In the film "Margin Call," a fired and contemplative Wall Street executive reminisces about his former life, a time when he did things that were actually useful. He built a bridge, he muses, as he calculates the millions of miles of driving and the wasted hours he saved; the gas that was never used.

It's a metaphor for our plight. Earlier this year, plans were completed for a commuter train tunnel between New York and New Jersey. All agreed that it would relieve the multiple inadequacies of the creaking depression era system now transporting hundreds of thousands daily. But the project was killed by the New Jersey governor. Too expensive, he bemoaned. Inconsistent with Republican ideals!

Some years back, I attended a scientific conference in Nimes, a small city in southern France. After an all night flight to Paris, the long train trip south seemed foreboding. But I hadn't contemplated French bullet trains. I hadn't imagined whizzing southward at 200 miles per hour, that the first 290 mile nonstop segment to Lyon would take less than two hours, that I would be resting comfortably in my Nimes hotel by early afternoon.

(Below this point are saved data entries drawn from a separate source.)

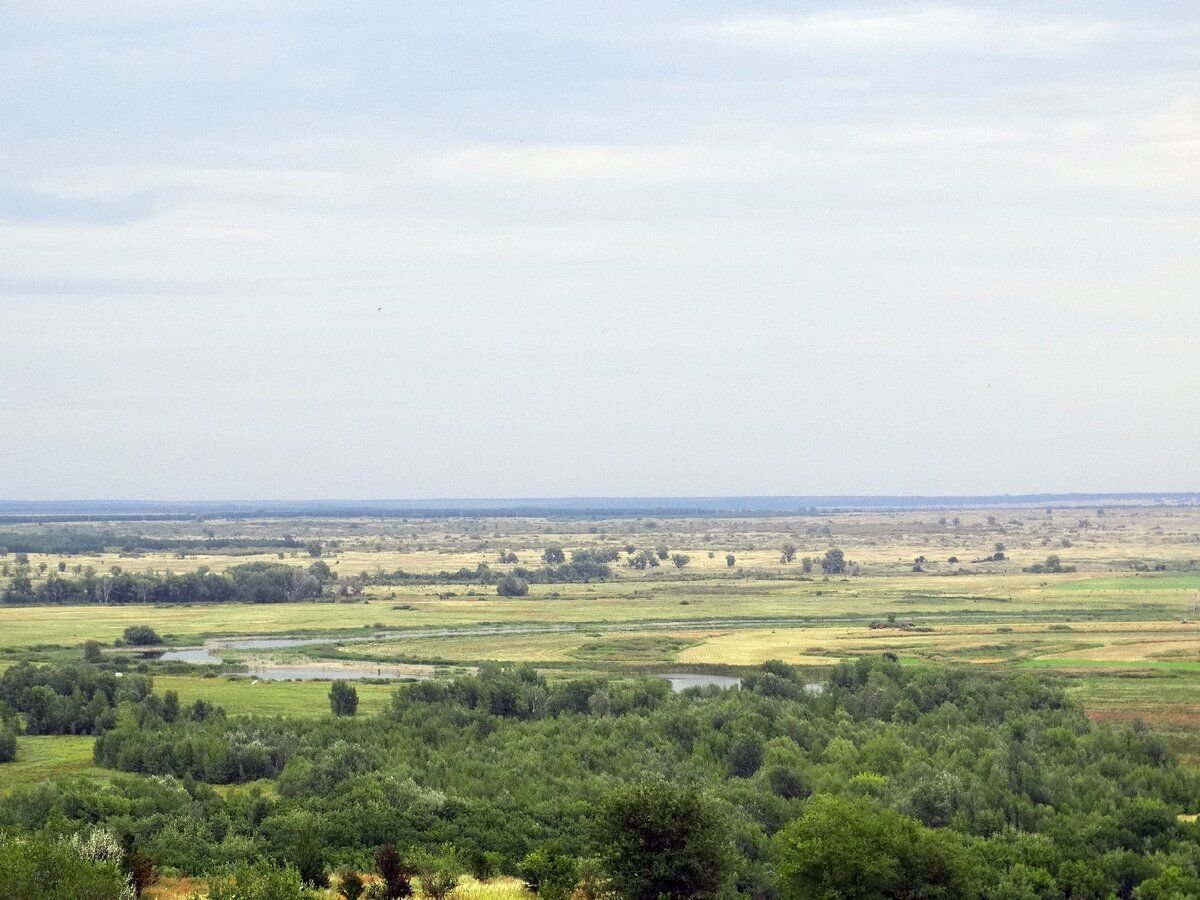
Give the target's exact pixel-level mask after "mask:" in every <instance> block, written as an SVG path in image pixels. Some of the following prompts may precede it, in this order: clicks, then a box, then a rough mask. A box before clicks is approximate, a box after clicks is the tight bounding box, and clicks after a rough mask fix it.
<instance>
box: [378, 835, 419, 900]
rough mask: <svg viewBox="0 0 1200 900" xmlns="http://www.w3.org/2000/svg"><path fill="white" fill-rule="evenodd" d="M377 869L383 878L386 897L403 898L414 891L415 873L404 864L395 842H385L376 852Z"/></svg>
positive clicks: (396, 899) (386, 899)
mask: <svg viewBox="0 0 1200 900" xmlns="http://www.w3.org/2000/svg"><path fill="white" fill-rule="evenodd" d="M376 870H377V871H378V872H379V877H380V878H383V890H384V894H383V895H384V898H386V900H402V898H406V896H409V895H410V894H412V893H413V874H412V872H410V871H409V870H408V868H407V866H406V865H404V862H403V860H402V859H401V858H400V853H398V852H397V851H396V845H395V844H384V845H383V846H382V847H379V852H378V853H376Z"/></svg>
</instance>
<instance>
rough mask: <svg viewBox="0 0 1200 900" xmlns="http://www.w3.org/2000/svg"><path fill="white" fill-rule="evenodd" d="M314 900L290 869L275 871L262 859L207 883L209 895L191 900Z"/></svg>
mask: <svg viewBox="0 0 1200 900" xmlns="http://www.w3.org/2000/svg"><path fill="white" fill-rule="evenodd" d="M204 899H206V900H314V894H313V893H312V892H311V890H308V889H307V888H306V887H305V886H304V881H301V878H300V872H299V871H296V870H295V869H293V868H292V866H288V868H284V869H277V868H276V866H274V865H271V864H270V863H269V862H266V860H265V859H260V860H258V862H257V863H254V864H253V865H250V864H244V865H241V866H239V868H238V869H235V870H234V871H233V872H230V874H229V875H223V876H217V877H215V878H211V880H210V881H209V889H208V893H206V894H204V895H200V894H192V896H191V899H190V900H204Z"/></svg>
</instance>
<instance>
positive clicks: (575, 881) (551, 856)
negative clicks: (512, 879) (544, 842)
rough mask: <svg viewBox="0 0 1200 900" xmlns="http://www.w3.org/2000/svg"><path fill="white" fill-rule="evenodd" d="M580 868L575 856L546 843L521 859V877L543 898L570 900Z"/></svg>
mask: <svg viewBox="0 0 1200 900" xmlns="http://www.w3.org/2000/svg"><path fill="white" fill-rule="evenodd" d="M578 870H580V866H578V863H577V862H576V860H575V858H574V857H570V856H566V854H565V853H559V852H557V851H556V850H554V848H553V847H550V846H546V845H544V846H541V847H538V848H536V850H535V851H533V852H532V853H529V854H528V856H527V857H526V858H524V859H523V860H521V877H522V878H524V880H526V883H527V884H528V886H529V890H532V892H533V893H534V894H536V895H538V896H540V898H542V900H568V898H570V895H571V892H572V890H574V889H575V883H576V881H577V880H578Z"/></svg>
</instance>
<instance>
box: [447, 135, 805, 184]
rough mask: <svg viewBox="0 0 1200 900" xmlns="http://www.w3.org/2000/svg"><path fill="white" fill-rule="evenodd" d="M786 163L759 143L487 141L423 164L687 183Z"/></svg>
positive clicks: (551, 173) (530, 174)
mask: <svg viewBox="0 0 1200 900" xmlns="http://www.w3.org/2000/svg"><path fill="white" fill-rule="evenodd" d="M787 163H788V155H787V154H784V152H779V151H770V150H768V149H762V148H725V149H721V148H713V146H688V145H661V146H654V145H618V144H530V145H523V144H490V145H481V146H470V148H464V149H458V150H451V151H449V152H445V154H438V155H436V156H433V157H431V158H430V160H427V162H426V168H425V170H426V172H427V173H428V175H430V176H432V178H434V179H437V180H439V181H476V182H478V181H493V180H494V181H499V182H512V181H527V182H540V184H564V182H574V181H612V182H620V184H628V185H650V184H659V185H686V184H713V182H731V181H746V180H758V179H762V178H766V176H769V174H770V173H773V172H778V170H779V169H780V168H781V167H786V166H787Z"/></svg>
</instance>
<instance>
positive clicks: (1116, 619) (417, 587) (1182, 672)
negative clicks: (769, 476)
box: [0, 505, 1200, 780]
mask: <svg viewBox="0 0 1200 900" xmlns="http://www.w3.org/2000/svg"><path fill="white" fill-rule="evenodd" d="M0 530H4V532H5V533H6V534H7V535H8V538H7V540H10V541H13V540H22V539H38V538H44V536H46V535H48V534H49V535H53V534H54V533H55V532H56V530H60V532H73V533H74V534H80V535H85V536H96V535H98V536H101V538H102V539H106V540H107V539H112V540H110V546H108V547H107V548H106V550H104V551H103V552H85V553H78V554H64V553H38V552H29V553H28V554H26V556H25V557H23V558H22V562H20V563H18V558H17V554H16V553H14V552H8V553H7V554H4V556H0V564H2V566H4V568H2V569H0V588H4V587H5V584H6V583H7V581H8V580H11V578H12V577H13V575H16V572H17V569H18V565H24V566H25V571H26V572H28V575H29V577H30V578H31V580H32V582H34V583H35V584H36V583H38V582H42V581H44V580H47V578H52V577H55V576H56V575H59V574H61V577H83V576H86V575H89V574H90V575H92V576H94V577H102V576H103V575H104V574H106V572H112V571H114V570H120V571H125V572H154V574H164V572H176V574H181V572H188V571H194V570H197V569H200V568H204V569H205V570H209V571H216V572H223V571H228V570H230V569H232V568H234V566H239V565H245V564H246V563H254V562H260V563H272V564H278V563H283V564H287V565H290V566H296V568H307V566H310V565H312V564H313V563H314V562H317V560H318V559H319V560H320V562H322V563H324V564H325V565H328V566H329V569H330V571H331V572H332V574H336V575H337V576H338V577H337V580H336V581H335V582H332V584H331V586H330V589H328V590H326V592H325V595H324V596H322V598H320V599H319V600H317V601H310V602H283V604H214V605H191V606H187V605H156V606H148V605H137V604H132V605H120V606H97V605H90V606H86V607H77V606H19V605H18V606H0V666H4V665H6V664H11V662H13V661H17V660H23V659H34V660H36V659H62V658H70V656H71V655H73V654H76V653H77V652H78V648H79V646H80V644H82V643H83V642H84V641H89V640H94V641H98V642H101V644H103V646H104V649H106V652H118V650H119V649H120V648H119V647H118V644H119V643H120V641H121V636H122V634H124V631H125V629H126V628H128V626H131V625H149V626H151V628H152V629H154V630H155V631H156V632H157V634H158V635H160V636H161V638H162V641H163V643H164V644H166V646H168V647H190V646H198V644H202V643H204V642H205V641H210V640H214V638H230V637H238V636H289V637H290V636H322V637H334V638H347V640H344V641H340V642H335V643H329V644H320V646H316V647H295V648H274V649H270V650H253V652H246V650H236V649H228V648H223V649H218V654H220V655H221V656H223V658H224V659H226V660H227V662H228V664H230V666H229V668H238V667H240V666H244V665H247V664H251V665H253V664H266V665H305V664H319V665H324V666H328V667H329V672H328V677H330V678H332V677H336V674H337V671H338V666H344V667H353V666H355V665H359V666H361V665H365V664H367V665H368V664H377V665H379V666H391V668H390V670H388V671H386V673H388V674H396V673H401V672H404V671H407V670H404V666H425V667H428V668H427V670H421V671H425V672H426V673H439V672H449V671H450V670H451V668H455V670H456V671H464V670H469V668H470V667H474V666H479V665H481V664H484V662H487V661H493V660H494V661H504V662H528V664H532V665H534V666H536V667H539V668H541V670H542V672H544V673H545V674H547V676H548V677H551V678H564V677H569V676H571V674H592V673H601V674H608V676H620V674H634V673H638V672H666V671H714V672H728V673H737V672H739V671H743V670H746V668H748V667H752V666H756V665H758V664H761V662H763V661H766V660H770V659H781V660H784V661H787V662H791V664H796V665H799V666H803V667H805V668H810V670H811V672H812V673H814V676H818V674H820V673H821V672H822V671H826V670H828V667H830V666H832V665H834V664H835V662H836V661H838V660H841V659H846V658H852V656H856V655H862V654H881V653H893V654H895V655H898V656H899V658H900V659H901V661H904V662H906V664H910V665H916V664H920V662H923V661H931V662H958V664H964V665H979V666H1002V667H1027V668H1031V670H1036V671H1052V672H1057V673H1060V674H1061V676H1062V677H1064V678H1068V679H1070V683H1072V684H1073V685H1074V686H1073V690H1078V694H1079V696H1080V697H1081V698H1082V700H1084V702H1085V704H1086V706H1087V709H1088V712H1090V714H1093V715H1096V716H1098V718H1127V719H1130V720H1132V719H1140V720H1144V721H1150V722H1162V724H1164V725H1166V726H1169V730H1170V731H1171V733H1172V734H1174V736H1175V737H1176V743H1177V744H1178V745H1181V746H1182V745H1183V744H1186V743H1187V740H1188V739H1190V737H1192V736H1193V732H1196V731H1200V612H1196V606H1198V601H1196V596H1198V592H1200V562H1198V560H1200V510H1198V509H1194V508H1189V506H1169V505H1160V506H1138V505H1114V506H1108V508H1104V509H1093V508H1087V509H1018V508H1013V509H1003V510H995V509H989V510H977V509H944V510H924V511H922V510H907V511H869V512H822V514H815V515H803V516H773V517H722V518H689V517H680V518H672V517H658V518H648V517H642V518H595V520H593V518H581V520H572V518H536V517H530V518H521V517H496V518H430V520H396V518H312V520H306V518H277V520H272V518H263V520H209V521H204V522H199V521H194V522H193V521H187V522H179V521H170V522H132V523H131V522H80V523H71V524H50V523H20V524H11V526H4V527H2V529H0ZM281 539H282V540H287V541H288V542H289V544H290V545H292V546H288V547H284V548H280V547H277V546H275V547H269V548H266V547H262V546H258V545H256V541H258V542H264V541H276V542H278V541H280V540H281ZM139 540H142V541H146V542H152V541H173V542H174V548H173V550H143V548H139V547H138V542H139ZM205 541H223V542H224V544H223V545H222V546H221V547H214V548H209V547H206V546H205ZM788 545H792V547H793V548H794V557H793V559H792V560H791V562H784V559H782V558H781V557H782V554H784V548H785V547H787V546H788ZM552 547H562V548H563V552H564V556H565V557H566V558H570V554H571V552H572V551H577V550H607V548H612V550H614V551H617V552H616V553H614V556H617V560H616V562H614V563H613V564H612V574H611V576H610V577H608V578H605V580H600V581H592V582H590V583H534V584H532V586H530V587H529V593H528V595H527V596H516V598H500V596H497V594H496V589H494V587H493V586H491V584H486V583H470V582H467V583H463V582H462V581H449V580H439V577H438V574H439V572H457V571H458V570H476V569H478V568H479V566H480V565H481V564H484V565H486V568H487V569H488V570H490V571H491V572H493V574H494V575H500V574H504V572H510V571H514V570H520V569H521V568H526V569H533V568H535V566H538V565H541V560H542V554H544V553H545V552H546V551H547V548H552ZM832 547H836V548H840V550H841V551H842V552H844V553H845V558H846V560H847V566H846V570H845V571H841V572H834V574H826V572H823V571H822V569H821V566H820V560H821V559H822V554H823V553H824V552H826V551H828V550H829V548H832ZM642 550H646V551H650V552H652V553H653V554H654V556H655V558H658V557H664V551H665V552H666V557H665V558H662V559H661V560H660V564H659V565H658V566H654V568H647V569H635V568H631V566H630V565H629V564H628V560H630V559H632V554H631V553H630V551H642ZM654 551H659V552H654ZM676 553H682V554H684V556H686V557H688V560H686V564H685V565H684V566H682V568H678V566H676V565H674V564H673V562H672V559H671V558H670V557H671V554H676ZM997 554H998V556H997ZM1051 554H1052V556H1055V557H1057V558H1058V560H1060V563H1061V566H1062V568H1063V569H1064V571H1049V572H1046V571H1042V572H1034V571H1026V570H1027V569H1031V568H1033V566H1036V565H1037V564H1040V563H1044V562H1045V560H1046V558H1048V557H1050V556H1051ZM731 556H732V560H730V559H728V557H731ZM805 558H808V559H809V563H808V564H805V562H804V560H805ZM514 559H515V560H516V562H514ZM26 560H28V562H26ZM731 562H732V564H731ZM396 570H402V571H404V572H407V574H409V575H414V576H420V578H421V581H422V582H424V583H406V584H395V583H392V584H386V583H373V582H378V581H385V578H379V577H372V576H384V575H386V574H391V572H395V571H396ZM352 581H354V582H358V587H356V588H355V590H354V593H352V594H348V595H344V596H343V595H341V594H340V593H338V592H337V590H336V589H334V586H336V584H347V583H349V582H352ZM497 629H509V632H502V634H497V632H496V631H497ZM521 629H528V631H524V632H514V631H512V630H521ZM446 630H450V631H452V634H445V631H446ZM388 632H400V635H397V636H394V637H382V638H380V640H373V641H370V642H367V641H362V640H360V638H362V637H367V636H373V635H386V634H388ZM137 665H139V666H142V667H144V668H148V670H149V671H151V672H158V674H157V680H158V684H160V691H164V690H175V691H176V692H178V694H179V696H180V698H181V700H182V701H185V702H191V701H192V700H196V698H199V697H203V698H205V700H210V701H212V702H215V703H217V704H220V706H222V707H224V708H226V709H227V710H228V712H230V713H233V714H276V715H304V716H308V715H324V714H326V713H328V712H329V704H328V683H326V682H324V680H320V682H257V680H256V679H253V678H251V677H245V676H233V677H230V676H229V674H228V672H222V673H221V674H220V676H218V677H212V676H214V672H212V671H211V670H208V671H206V670H204V668H203V667H193V668H192V671H187V672H186V673H184V672H181V671H180V670H179V667H178V666H176V667H172V668H170V670H166V668H163V670H162V671H158V670H160V668H161V667H160V666H158V665H157V664H155V662H154V661H149V662H140V661H139V662H138V664H137ZM383 671H384V670H380V672H383ZM390 691H391V688H390V686H388V685H385V684H361V685H359V694H360V697H361V706H360V714H370V713H372V712H376V710H377V709H379V708H382V707H383V704H384V703H385V702H386V698H388V696H389V694H390ZM71 740H72V742H74V743H73V744H71V752H67V745H64V751H62V752H64V754H65V755H66V757H67V758H70V760H74V758H76V757H77V756H78V746H82V745H83V743H85V742H86V739H74V738H72V739H71ZM35 746H41V745H29V746H25V748H24V749H23V752H22V758H23V760H24V764H25V766H26V768H24V769H20V768H18V769H10V770H8V772H7V774H8V776H10V778H13V776H17V778H20V779H22V780H25V779H29V778H40V776H42V775H41V773H43V772H48V770H52V768H53V766H54V760H53V757H54V754H52V752H48V751H47V750H37V751H35V750H34V748H35ZM72 752H73V754H76V756H72ZM77 762H78V760H77Z"/></svg>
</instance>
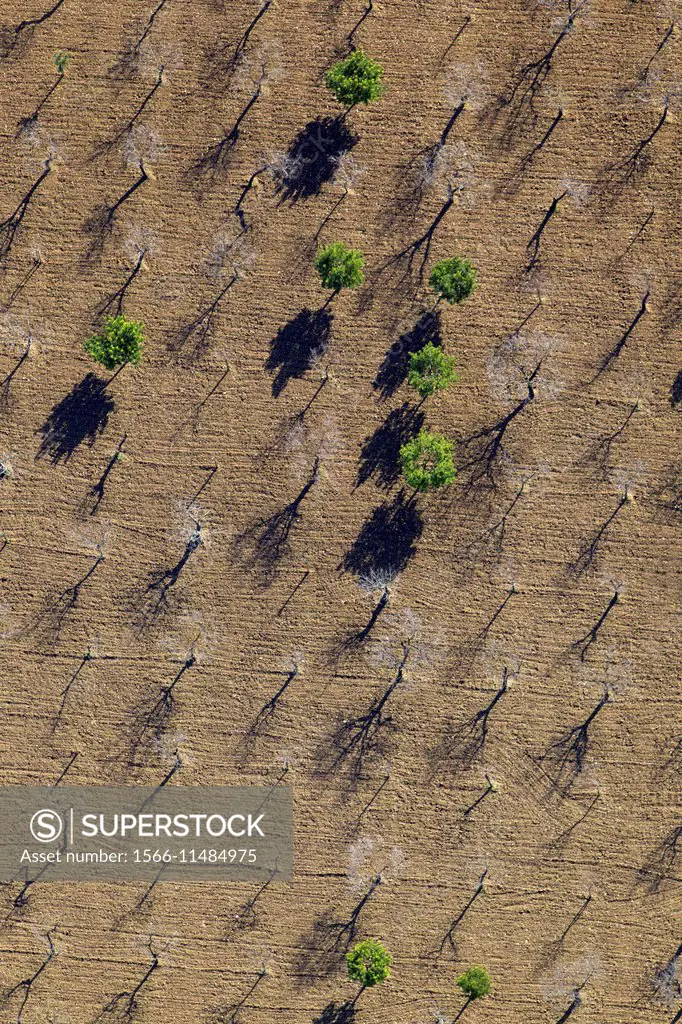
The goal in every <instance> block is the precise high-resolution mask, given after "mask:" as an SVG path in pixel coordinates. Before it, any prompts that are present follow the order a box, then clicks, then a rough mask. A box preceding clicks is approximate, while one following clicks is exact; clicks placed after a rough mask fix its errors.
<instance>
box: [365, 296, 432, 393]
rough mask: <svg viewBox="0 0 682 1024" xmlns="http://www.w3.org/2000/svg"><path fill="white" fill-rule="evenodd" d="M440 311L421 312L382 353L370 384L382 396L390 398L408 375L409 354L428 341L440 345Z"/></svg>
mask: <svg viewBox="0 0 682 1024" xmlns="http://www.w3.org/2000/svg"><path fill="white" fill-rule="evenodd" d="M441 340H442V339H441V337H440V313H439V312H427V313H422V315H421V316H420V317H419V319H418V321H417V323H416V324H415V326H414V328H413V329H412V330H411V331H407V332H406V333H404V334H401V335H400V337H399V338H398V339H397V341H395V342H394V343H393V344H392V345H391V347H390V348H389V349H388V351H387V352H386V354H385V355H384V358H383V361H382V364H381V366H380V367H379V371H378V373H377V376H376V377H375V379H374V381H373V382H372V386H373V387H374V388H375V390H377V391H379V393H380V394H381V397H382V398H390V396H391V395H392V394H393V393H394V392H395V391H397V389H398V388H399V386H400V384H401V383H402V381H403V380H404V379H406V377H407V376H408V370H409V368H410V356H411V355H412V353H413V352H418V351H419V350H420V349H421V348H423V347H424V345H426V344H427V343H428V342H429V341H430V342H431V344H432V345H440V343H441Z"/></svg>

Bullet trains are now ubiquitous throughout Europe, Japan and China. They exemplify the modern air and sea ports, the foreign infrastructure that enhances efficiency and corporate profits when U.S.jobs move overseas, the construction boom and unrestrained confidence that infuse our newest competitors.

That used to be us. It was us for 200 years. But today, we cancel high speed rail and rationalize decaying infrastructure as too expensive to restore. Today, our guiding mantra concerns the things we can't do, as if the 21st century is for others to build, for others to define. If we won't even build a train tunnel, that's precisely what we can expect.

Ken Schechtman is a freelance writer and a professor at the Washington University School of Medicine.